I did my masters in English Literature long ago from Government College, Ludhiana. My friend Ajit Prasad Jain and I shared the same bench in the class – in the last row. One of our lecturers who taught us kept us engaged in a rather unusual manner. He had a habit of repeating two words – ‘well’ and ‘you know’, almost in every sentence.
We did not have a counter at that time. Nor did we have a stop watch. But we gave ourselves a task of keeping track of how many times the lecturer would repeat the word ‘well’ and ‘you know’ during the period of 45 minutes. The wager was simple. If the professor repeated ‘well’ more than ‘you know’ Ajit would pay for our tea and samosa in the tuck-shop (college canteen) and in case ‘well’ left ‘you know’ behind, I would have to foot the bill.

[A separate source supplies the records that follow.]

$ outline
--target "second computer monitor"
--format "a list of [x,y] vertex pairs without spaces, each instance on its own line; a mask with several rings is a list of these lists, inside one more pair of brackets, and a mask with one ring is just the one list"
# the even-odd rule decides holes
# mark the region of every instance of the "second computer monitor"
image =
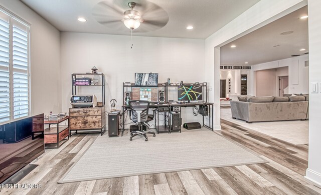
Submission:
[[179,101],[203,100],[202,88],[201,86],[179,86],[178,92]]
[[146,100],[151,102],[158,102],[158,88],[132,88],[131,92],[133,100]]

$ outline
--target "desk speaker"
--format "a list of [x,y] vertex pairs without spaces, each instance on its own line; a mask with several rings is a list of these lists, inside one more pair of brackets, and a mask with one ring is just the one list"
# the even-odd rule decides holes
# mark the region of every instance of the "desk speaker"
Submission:
[[165,103],[165,92],[162,90],[158,92],[158,103]]
[[128,102],[131,100],[131,92],[125,92],[124,97],[124,104],[128,105]]

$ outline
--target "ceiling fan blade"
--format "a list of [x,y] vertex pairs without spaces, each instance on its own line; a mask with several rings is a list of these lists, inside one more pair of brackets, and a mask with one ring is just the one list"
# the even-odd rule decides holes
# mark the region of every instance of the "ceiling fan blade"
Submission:
[[164,27],[167,24],[168,21],[157,21],[157,20],[144,20],[143,24],[147,25],[151,25],[157,27]]

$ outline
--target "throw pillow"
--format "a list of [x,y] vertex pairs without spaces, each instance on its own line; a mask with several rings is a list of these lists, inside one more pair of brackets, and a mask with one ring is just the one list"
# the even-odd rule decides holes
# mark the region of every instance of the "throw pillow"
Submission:
[[249,98],[248,102],[252,103],[259,103],[259,102],[270,102],[273,101],[274,98],[272,96],[266,96],[264,97],[253,97]]
[[303,96],[290,96],[289,99],[290,102],[301,102],[305,100],[305,97]]
[[240,102],[246,102],[247,100],[247,97],[246,96],[238,96],[237,98],[239,99],[239,101]]
[[305,97],[305,101],[309,100],[309,95],[303,95],[304,97]]
[[274,96],[272,102],[289,102],[289,97]]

It appeared to be a never ending game; and it kept our interest high in the prose lecture of our dear Professor. None of us or any other student in the class had the guts to point out and say to him, “Sir, 15-20 % of what you speak in class comprises just of two words – ‘well’ and ‘you know’.
These days too I find that a lot of professionals who come to me for improving their communication skills have similar habits. Filler words, are intruders who reduce the efficacy of speech. I still encounter, ‘You know’, though ‘well’ is not commonly used these days. But the most repetitively used words these days are – ‘like’, ‘basically’, ‘actually’ etc. Besides, other common intruders are – and, eh, uh, etc. In the first session itself I ask my students to remove these intruders (filler words and sounds) from their speech.